Vom Investment zum Erstflug

So jung die Vision wirkt, so lang ist die Vorgeschichte. Von 2016 bis 2023 entwickelte CycloTech sechs Generationen des CycloRotors, die aktuelle Version befindet sich seit 2021 im Testflugbetrieb. Anfang 2024 sicherte sich das Startup ein Investment von 20 Millionen Euro von den Investoren Breeze Invest und Konos Holding. Damit sollte der CycloRotor zum ersten Prototypen in Marktgröße weiterentwickelt und für die EASA-Zertifizierung vorbereitet werden, mit dem langfristigen Ziel eines marktfähigen Produkts bis 2030. Schon damals verwies der damalige CEO Hans-Georg Kinsky auf vielfältige Anwendungsfelder, von der Logistik über die Bauindustrie (Stichwort fliegender Kran) bis hin zu Hochpräzisionsdrohnen für die Verteidigungsindustrie.

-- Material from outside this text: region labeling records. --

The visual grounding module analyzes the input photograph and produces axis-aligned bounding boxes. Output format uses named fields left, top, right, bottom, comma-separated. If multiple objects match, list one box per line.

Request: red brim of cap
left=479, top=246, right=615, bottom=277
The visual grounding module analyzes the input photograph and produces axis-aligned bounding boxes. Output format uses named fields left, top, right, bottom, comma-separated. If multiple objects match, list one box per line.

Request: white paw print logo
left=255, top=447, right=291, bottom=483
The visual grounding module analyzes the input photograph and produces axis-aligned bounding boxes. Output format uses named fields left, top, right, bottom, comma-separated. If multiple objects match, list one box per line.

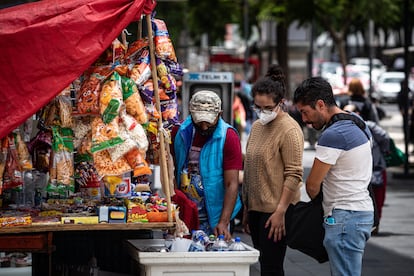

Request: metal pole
left=243, top=0, right=249, bottom=81
left=402, top=0, right=411, bottom=175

Im November 2024 stellte CycloTech mit dem BlackBird ein Fluggerät mit sechs CycloRotoren vor. Kurz darauf übernahm der ehemalige Rolls-Royce-Direktor Marcus Bauer mit 1. Dezember 2024 die CEO-Position von Kinsky, der dem Unternehmen als Beiratsmitglied erhalten blieb. Anfang 2025 expandierte CycloTech nach Bayern, während der Hauptsitz in Linz als Entwicklungs- und Flugtestzentrum bestehen bleibt. Im April 2025 schließlich gelang der erste Testflug mit dem BlackBird. „BlackBird ist eine fliegende Testplattform für unsere Antriebstechnologie“, sagte CTO Tahsin Kart.

In Paris ging es nun um den nächsten Schritt: CycloTech nutzte die VivaTech, um sich mit potenziellen Partnern zu vernetzen, die den Antrieb künftig in eigene Fluggeräte integrieren könnten.